Acknowledgement of Volunteer Relationship of Child / Legal Ward and
Release of Liability and Indemnification
I agree to allow my child/legal ward to donate their services for public service, religious or
humanitarian reasons. I understand that my child/legal wards participation in this volunteer
position is not in exchange for any consideration, including without limitation, pay, medical or
other benefits, or the promise of future employment. I acknowledge that in exchange for my
child’s/legal ward’s service as a volunteer, neither I nor my child/legal ward has been
promised or expect to receive, any payment or other consideration.

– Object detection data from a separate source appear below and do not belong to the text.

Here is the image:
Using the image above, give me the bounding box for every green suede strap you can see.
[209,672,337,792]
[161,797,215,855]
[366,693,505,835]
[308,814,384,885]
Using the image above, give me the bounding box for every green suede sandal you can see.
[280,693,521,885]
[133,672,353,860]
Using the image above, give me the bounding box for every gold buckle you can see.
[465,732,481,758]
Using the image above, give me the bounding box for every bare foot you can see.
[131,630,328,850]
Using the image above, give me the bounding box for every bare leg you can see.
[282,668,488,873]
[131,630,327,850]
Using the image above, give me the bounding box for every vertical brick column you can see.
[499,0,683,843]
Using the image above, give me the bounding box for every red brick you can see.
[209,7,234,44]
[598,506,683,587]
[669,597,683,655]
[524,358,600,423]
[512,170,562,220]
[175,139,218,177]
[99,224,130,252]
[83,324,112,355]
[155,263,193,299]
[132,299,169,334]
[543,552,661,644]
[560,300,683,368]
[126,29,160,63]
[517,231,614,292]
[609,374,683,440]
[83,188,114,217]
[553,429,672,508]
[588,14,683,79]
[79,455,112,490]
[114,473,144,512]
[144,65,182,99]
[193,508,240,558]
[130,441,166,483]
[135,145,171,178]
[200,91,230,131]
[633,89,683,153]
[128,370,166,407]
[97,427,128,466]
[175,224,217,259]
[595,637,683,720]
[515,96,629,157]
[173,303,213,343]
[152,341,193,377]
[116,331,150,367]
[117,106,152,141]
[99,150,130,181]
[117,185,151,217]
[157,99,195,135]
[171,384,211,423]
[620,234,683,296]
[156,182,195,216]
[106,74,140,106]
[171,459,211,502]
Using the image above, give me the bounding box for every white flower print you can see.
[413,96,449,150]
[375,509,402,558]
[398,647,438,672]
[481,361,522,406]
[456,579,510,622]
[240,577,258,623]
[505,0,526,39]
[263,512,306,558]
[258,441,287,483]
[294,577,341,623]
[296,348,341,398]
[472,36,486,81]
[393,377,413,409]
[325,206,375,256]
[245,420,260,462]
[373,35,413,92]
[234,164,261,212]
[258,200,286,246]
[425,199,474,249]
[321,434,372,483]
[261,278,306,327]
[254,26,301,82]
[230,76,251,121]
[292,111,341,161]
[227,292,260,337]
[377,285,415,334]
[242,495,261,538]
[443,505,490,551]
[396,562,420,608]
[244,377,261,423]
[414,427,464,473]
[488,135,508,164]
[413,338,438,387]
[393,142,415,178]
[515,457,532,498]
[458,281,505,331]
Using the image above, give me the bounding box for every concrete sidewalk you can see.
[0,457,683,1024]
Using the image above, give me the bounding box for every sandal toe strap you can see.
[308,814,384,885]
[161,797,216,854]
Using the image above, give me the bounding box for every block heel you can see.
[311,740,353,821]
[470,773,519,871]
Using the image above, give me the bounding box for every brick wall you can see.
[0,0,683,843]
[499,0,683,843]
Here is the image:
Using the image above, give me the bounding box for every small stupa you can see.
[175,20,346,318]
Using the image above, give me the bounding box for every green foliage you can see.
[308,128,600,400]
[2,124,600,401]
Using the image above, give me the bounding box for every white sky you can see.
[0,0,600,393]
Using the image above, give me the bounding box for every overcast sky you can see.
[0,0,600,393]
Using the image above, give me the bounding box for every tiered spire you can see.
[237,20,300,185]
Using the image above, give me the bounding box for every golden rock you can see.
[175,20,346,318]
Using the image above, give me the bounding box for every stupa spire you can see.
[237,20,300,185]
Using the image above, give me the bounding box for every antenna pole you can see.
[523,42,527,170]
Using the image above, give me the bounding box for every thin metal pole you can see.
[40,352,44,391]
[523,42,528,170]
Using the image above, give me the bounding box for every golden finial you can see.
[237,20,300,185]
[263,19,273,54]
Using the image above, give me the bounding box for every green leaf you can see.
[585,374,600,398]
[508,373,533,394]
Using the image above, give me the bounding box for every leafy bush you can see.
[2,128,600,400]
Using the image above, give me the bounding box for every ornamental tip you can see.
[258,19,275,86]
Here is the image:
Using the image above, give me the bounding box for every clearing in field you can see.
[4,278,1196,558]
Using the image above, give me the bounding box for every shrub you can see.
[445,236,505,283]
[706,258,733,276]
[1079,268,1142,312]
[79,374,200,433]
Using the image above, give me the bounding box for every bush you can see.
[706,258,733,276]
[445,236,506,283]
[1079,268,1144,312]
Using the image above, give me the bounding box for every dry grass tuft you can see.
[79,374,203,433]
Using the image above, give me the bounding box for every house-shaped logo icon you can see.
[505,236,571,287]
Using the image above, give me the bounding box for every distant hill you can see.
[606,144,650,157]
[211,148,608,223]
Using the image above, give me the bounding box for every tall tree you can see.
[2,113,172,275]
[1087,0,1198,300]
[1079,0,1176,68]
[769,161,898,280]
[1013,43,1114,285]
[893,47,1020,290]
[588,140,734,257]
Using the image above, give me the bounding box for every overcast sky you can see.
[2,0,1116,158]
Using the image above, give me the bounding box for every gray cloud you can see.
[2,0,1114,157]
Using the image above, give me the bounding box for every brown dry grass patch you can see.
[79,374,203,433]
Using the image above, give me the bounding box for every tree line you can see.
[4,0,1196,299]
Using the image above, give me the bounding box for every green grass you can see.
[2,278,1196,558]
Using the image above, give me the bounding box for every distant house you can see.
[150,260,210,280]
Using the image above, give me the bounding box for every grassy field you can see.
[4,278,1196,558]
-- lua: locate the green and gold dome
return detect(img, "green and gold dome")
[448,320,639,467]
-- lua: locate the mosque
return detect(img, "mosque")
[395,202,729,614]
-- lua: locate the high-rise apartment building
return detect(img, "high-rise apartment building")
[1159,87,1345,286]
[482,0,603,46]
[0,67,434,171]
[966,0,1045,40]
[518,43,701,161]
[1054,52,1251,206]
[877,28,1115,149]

I acknowledge and understand that as a Santa Clara University (“University”) volunteer my
child/legal ward is not a University employee. I understand and agree that either the
University, my child/legal ward, or myself may end the volunteer relationship at any time, for
any reason, with or without advance notice.
I hereby certify that my child/legal ward does not suffer from any physical infirmity or chronic
illness which would affect my child’s/legal ward’s ability to safely volunteer at the University.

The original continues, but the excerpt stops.